O professor que, em vez de ensinar, doutrina, escolheu a profissão errada. Se defende um partido político, quando deveria ensinar a matéria, descumpre seu dever. Se constrange os alunos a participarem de alguma manifestação, age com violência intolerável.

Os projetos de Escola Sem Partido são bons ao abrir o debate, mas o que propõem é um mal ainda maior. Certas premissas procedem, mas outras – “não existe liberdade de expressão no exercício estrito da atividade docente” – são absurdas. Têm princípios positivos: neutralidade religiosa do Estado, pluralismo de ideias, liberdade de aprender e de ensinar, liberdade de consciência e de crença, informação ao estudante sobre seus direitos e vulnerabilidade do educando (embora outros sejam péssimos: o Estado moderno resulta de posições políticas e ideológicas nada neutras; Estado política e ideologicamente neutro é um oximoro). Mas o conteúdo dos projetos contraria seus princípios.

Escolas privadas não necessitam autorização para veicular seus princípios: a opção livre dos pais por aquela escola, com aqueles valores, é suficiente

Por exemplo, determinar educação religiosa e moral de acordo com as convicções dos pais. O filho tem o direito de ver as convicções dos pais em perspectiva, o que é impossível se lhe forem oferecidas – contra o pluralismo – apenas as preferências dos pais. Escolas privadas não necessitam autorização para veicular seus princípios: a opção livre dos pais por aquela escola, com aqueles valores, é suficiente. Não cabe à lei restringir o ensino de teorias às principais ou vedar algumas. Não se combate uma manifestação de ignorância com outra – no final, a ignorância vence. Combate-se ignorância com sabedoria, que emerge em ambientes de divergência e livre debate.

Há vedações de difícil verificação e incompatíveis ao ensino, como proibir tout court – a promoção de interesses pessoais do professor. Um professor com interesse no estado de bem-estar social não pode ser proibido de ensinar que saúde é direito de todos e dever do Estado, nem de avaliar as políticas adotadas.

Exigir a apresentação justa das principais versões, teorias, opiniões e perspectivas sobre questões políticas, socioculturais e econômicas, embora soe correto, é exigir o impossível e empobrecer o ensino.
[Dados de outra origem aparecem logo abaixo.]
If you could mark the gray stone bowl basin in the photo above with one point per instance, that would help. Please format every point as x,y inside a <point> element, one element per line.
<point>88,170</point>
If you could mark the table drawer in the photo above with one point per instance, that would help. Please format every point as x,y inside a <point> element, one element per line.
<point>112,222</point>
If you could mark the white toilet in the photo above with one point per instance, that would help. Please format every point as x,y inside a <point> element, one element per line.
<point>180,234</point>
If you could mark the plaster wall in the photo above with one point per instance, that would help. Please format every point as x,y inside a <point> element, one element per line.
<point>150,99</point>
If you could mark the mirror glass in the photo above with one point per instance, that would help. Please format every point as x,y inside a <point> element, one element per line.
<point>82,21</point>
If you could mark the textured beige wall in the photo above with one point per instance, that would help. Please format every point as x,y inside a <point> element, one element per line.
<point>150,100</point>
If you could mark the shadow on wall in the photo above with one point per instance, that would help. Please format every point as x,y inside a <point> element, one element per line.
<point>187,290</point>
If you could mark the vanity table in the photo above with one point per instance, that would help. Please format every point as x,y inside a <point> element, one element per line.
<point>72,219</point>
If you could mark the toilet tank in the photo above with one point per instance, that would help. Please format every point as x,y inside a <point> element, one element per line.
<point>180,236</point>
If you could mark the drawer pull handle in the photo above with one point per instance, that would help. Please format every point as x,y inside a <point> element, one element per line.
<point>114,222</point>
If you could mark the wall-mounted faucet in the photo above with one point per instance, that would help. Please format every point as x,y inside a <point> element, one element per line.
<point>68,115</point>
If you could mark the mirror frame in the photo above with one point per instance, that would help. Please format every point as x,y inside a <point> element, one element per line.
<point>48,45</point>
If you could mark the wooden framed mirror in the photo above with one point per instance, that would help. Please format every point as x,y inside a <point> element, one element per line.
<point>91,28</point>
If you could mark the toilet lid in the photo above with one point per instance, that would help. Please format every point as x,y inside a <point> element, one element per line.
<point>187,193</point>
Quais as principais, as mais famosas ou as mais corretas? Na opinião de quem? O que é uma apresentação justa? Apresentação política e ideologicamente neutra não existe. Lembremos Isaiah Berlin: “Os nazistas mataram 6 milhões de judeus na Segunda Guerra”, “6 milhões de judeus morreram na Guerra”, “3% da população morreu”, “90% dos mortos não eram judeus”, são todas proposições verdadeiras, mas nenhuma, nem qualquer outra, ideológica ou politicamente neutra. O professor, estudioso da matéria, não pode ser neutro: deve avaliar e explicar quais as melhores entre as versões, teorias e perspectivas e por que, garantindo e encorajando a discordância. Privar os alunos disso impede seu desenvolvimento. O projeto propõe substituir a valoração do professor pela do Estado fiscalizador.

Embora proclame esses princípios, o projeto, em rigor, viola a liberdade e o pluralismo. Conhecer posições diferentes sem autoritarismo permite ao estudante avaliar os valores dos professores e dos pais, escolher livremente os seus, ou até construir novos valores, superando a geração anterior. Lei que limita a educação dificulta o desenvolvimento, atenta contra a liberdade, o pluralismo e a Constituição.